Más se tardó en correr la noticia que la abyección en postrarse a los pies monarca, como lo ordenaba la vieja usanza moscovita. El Zar, sonriente, "los levantó graciosamente de su rastrera postura abrazándolos y besándolos, como solo se hace entre amigos privados", narra Robert K. Massie en su extraordinaria biografía del Zar.
El calor de la bienvenida pronto sería sometido a prueba jamás vista. Tras besos y abrazos, su Alteza produjo una larga y filosa navaja de barbero y "con sus propias manos empezó a rasurar barbas. Empezó con Shein, el comandante de la armada, quien estaba demasiado pasmado para resistírsele. Siguió Romodanosky, cuya profunda lealtad a Pedro sobrellevó la afrenta a su sensibilidad moscovita.
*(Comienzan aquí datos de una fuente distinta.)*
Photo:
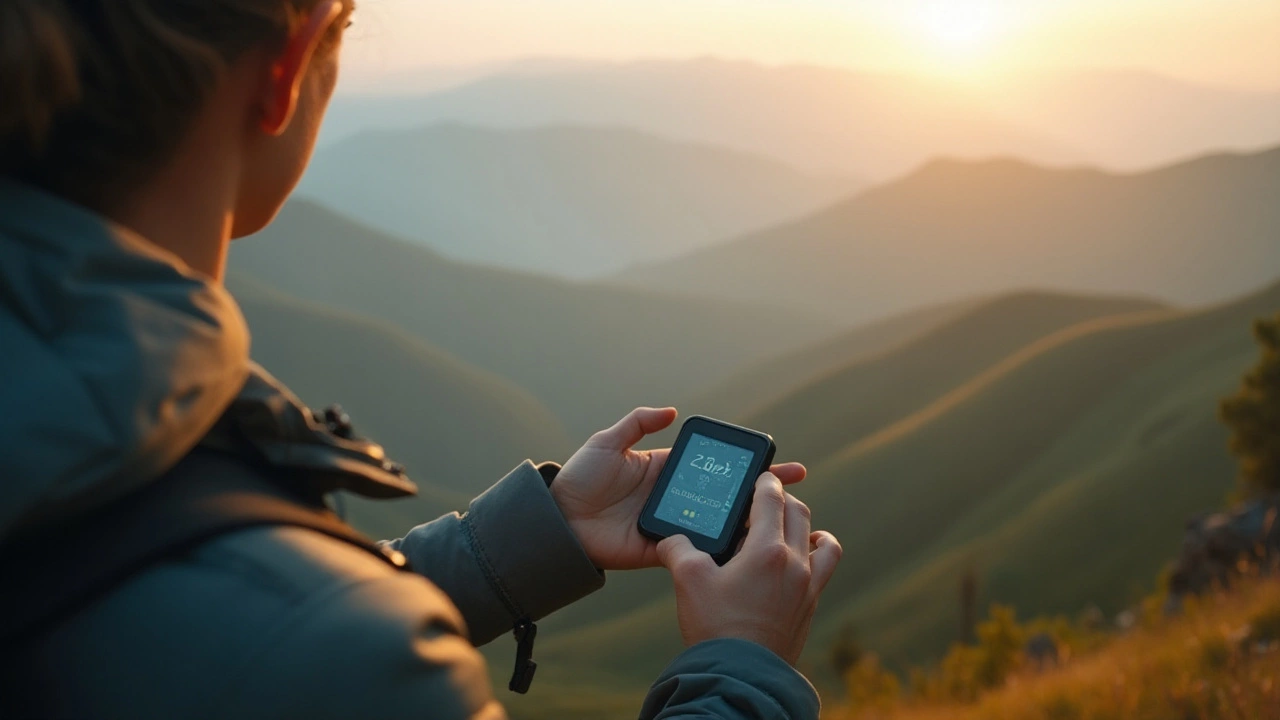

Los demás fueron simplemente forzados, uno a uno, hasta que todo ilustre presente fue desbarbado, ninguno pudo reír o apuntar su índice sobre los otros. Solo tres fueron exonerados: el Patriarca, que observó el proceder con horror y respeto a su encargo; el Príncipe Michael Cherkassky, dada su avanzada edad; y Tikhon Streshnev, en defensa a su tarea de guardián de la zarina."
La rasurada no tenía parangón, la barba era un símbolo fundamental de la religión y autoestima rusas. "Un ornamento dado por el mismo Dios; usado por los profetas, los apóstoles y Jesús mismo."
El mismísimo Ivan el Terrible (1530-1584) sostuvo que "rasurarse la barba es un pecado que toda la sangre de los mártires no podría lavar. Desfigura la imagen de Dios en el hombre."
Y llegó el decreto: todo súbdito -subrayo el vocablo- debe llevar la barba rasurada. Solo se exceptuaron clérigos y pordioseros.
Era Pedro el Grande, la Rusia zarina, 1698.
En pleno siglo XXI México pone sus barbas a remojar. Derechos humanos mediantes, se fragua pandémica ordenanza para desbarbar por ciencia laboral de desgreñada fémina a quien lampiño no sea.
Nunca bigotes, sarapes, nopal y sombrero de alas anchas temieron tanto por su subsistencia.
Nietzsche tenía razón, el eterno retorno de lo mismo.